Migraine and cerebrovascular disease
© Springer-Verlag Italia 2004
Migraine and cerebrovascular disease are linked in different ways: migraine may be a potential cause of stroke as in migrainous infarction, headache may be a symptom of cerebrovascular disease and also a risk factor for stroke, the association of migraine and stroke may constitute specific syndromes such as CADASIL and MELAS. The new IHS 2003 criteria, though preserving their main structure, have changed the terminology regarding secondary headaches, now described as “attributed to” another disease rather than “associated with” it.
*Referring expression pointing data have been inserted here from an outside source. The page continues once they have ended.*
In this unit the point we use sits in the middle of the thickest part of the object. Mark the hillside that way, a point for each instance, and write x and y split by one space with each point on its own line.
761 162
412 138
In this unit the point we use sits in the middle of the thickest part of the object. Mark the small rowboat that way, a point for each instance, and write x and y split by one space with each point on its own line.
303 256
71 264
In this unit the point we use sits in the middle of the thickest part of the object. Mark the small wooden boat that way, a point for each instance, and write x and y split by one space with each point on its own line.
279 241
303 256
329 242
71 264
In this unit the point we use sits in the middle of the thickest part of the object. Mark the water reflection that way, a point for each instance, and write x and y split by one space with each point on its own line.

The more detailed knowledge of causal links between the underlying disorder and headache, has allowed to strengthen the terminology. Many cerebrovascular disorders as cerebral haemorrhage, venous sinus thrombosis, carotid or vertebral dissections and ischaemic stroke may present with a headache or be followed by it. In subarachnoid haemorrhage (SAH) headache may constitute an important warning sign before the bleeding. An interesting issue is the hypothesis that migraine may be a potential risk factor for stroke. Recent studies have underlined the increased relative risk of ischemic stroke in female migraineurs. Many potential mechanisms have been hypothesized: (1) alterations of vasoreactivity due to vessel wall dysfunction, (2) release of vasoactive substances during migraine, (3) platelet hyperactivity as expression of serotoninergic dysfunction in migraineurs, (4) intriguing studies have described a high prevalence of migraine with aura in stroke patients with patent foramen ovale (PFO). Differential diagnosis between migraine and stroke remains fundamental: some types of migraine can mimic cerebrovascular disease such as familial hemiplegic migraine, and basilar migraine. Migraine and stroke may be part of syndromic complexes as in CADASIL and MELAS. In conclusion migraine is a risk factor for cerebrovascular disease, it may be the cause of stroke as in migrainous infarctions, stroke may induce headache which may be a relevant symptom of cerebrovascular disease, yet migraine remains an essentially benign condition.